On Being Called a (Borderline) Racist

On Being Called a (Borderline) Racist June 20, 2011

Lauren Winner, Phyllis Tickle, and Your Humble Correspondent

While at Fuller Seminary earlier this month, Lauren Winner, Phyllis Tickle, and I spoke at a public event in Fuller’s Travis Auditorium, put on by Fuller’s The Burner Blog. The topic was, “Emerging Spiritualities in the American Church,” and it began with each of us giving a few minutes of monologue. Then I was charged with hosting a bit of a panel discussion.

In her response to my question, Phyllis played to the crowd, mentioning the late Fuller theologian Ray Anderson’s book, An Emergent Theology for Emerging Churches.  Therein, Anderson compares what’s happening between today’s conventional and emergent churches to the differences between the church in Jerusalem and Antioch in the first century.  Phyllis likes that comparison, and so do I.

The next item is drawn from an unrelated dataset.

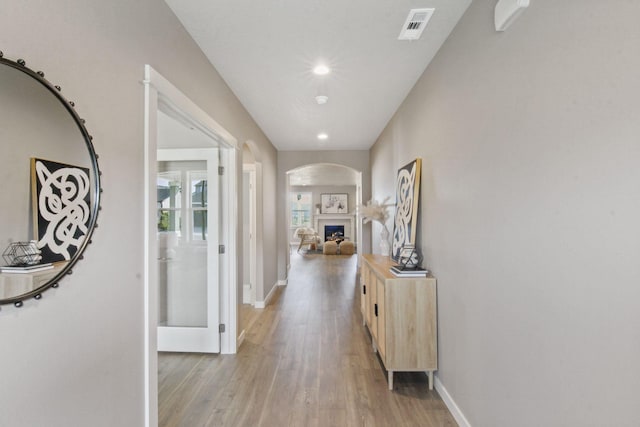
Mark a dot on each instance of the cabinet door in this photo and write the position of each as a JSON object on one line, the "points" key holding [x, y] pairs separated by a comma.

As a follow-up, I asked Lauren, whose PhD is in history, a question.  I confessed that I am skeptical, bordering on worried, about the burgeoning Pentecostal movement in the Global South; I admitted that I find it theologically “thin” and that my tendency is to want to “save” them with my “better” theology.  My question for Lauren: Am I simply a Jerusalem Christian, worried about the innovations in Antioch?

About an hour later, at the tail-end of the Q and A time, an African-American woman took to the mic in the aisle; she identified herself as a former United Methodist who, for the past three years, has found great life within Pentecostalism.  She said that my comment [sic] was ill-informed.  She spoke for several minutes, gaining steam as she went and, it seemed to me, feeling the support of the crowd as she went.  After a bit, it became clear that hers wasn’t a question, it was a comment.

She concluded her comment by reminding me that I’m a “Caucasian male,” and ended by calling me a “borderline racist.”

Two thoughts were going through my head as her comment got increasingly heated: 1) I wonder if anyone can see how much I am sweating? and 2) What would Brian McLaren do?  To the first, the answer was yes — someone told me the next day that I turned “three shades of red.”  And to the second, I am sure that Brian would have been more gracious in his response than I was.  But I did my best, opening with the line, “No matter how I respond to your comment, I will sound defensive.”

This post isn’t about Pentecostalism.  I’ve written lots about that, and my feelings are clear.

This post isn’t even about the precariousness of being a white male trying to do constructive theology in this era, a precariousness that I readily admit is well-deserved.

This post is about the assumption, implicit in her comment, that a criticism of a theology is necessarily racism against the race of people who hold that theology.  Pentecostalism in the Global South is, of course, followed by Latin and South Americans and Africans who have darker skin than I.  Does that mean that it’s off-limits for me to criticize that theology?  If so, then I submit that there is very little hope for the church.

Finally, by way of postscript, I wonder if there’s really any difference between being a “borderline racist” and being a “racist.”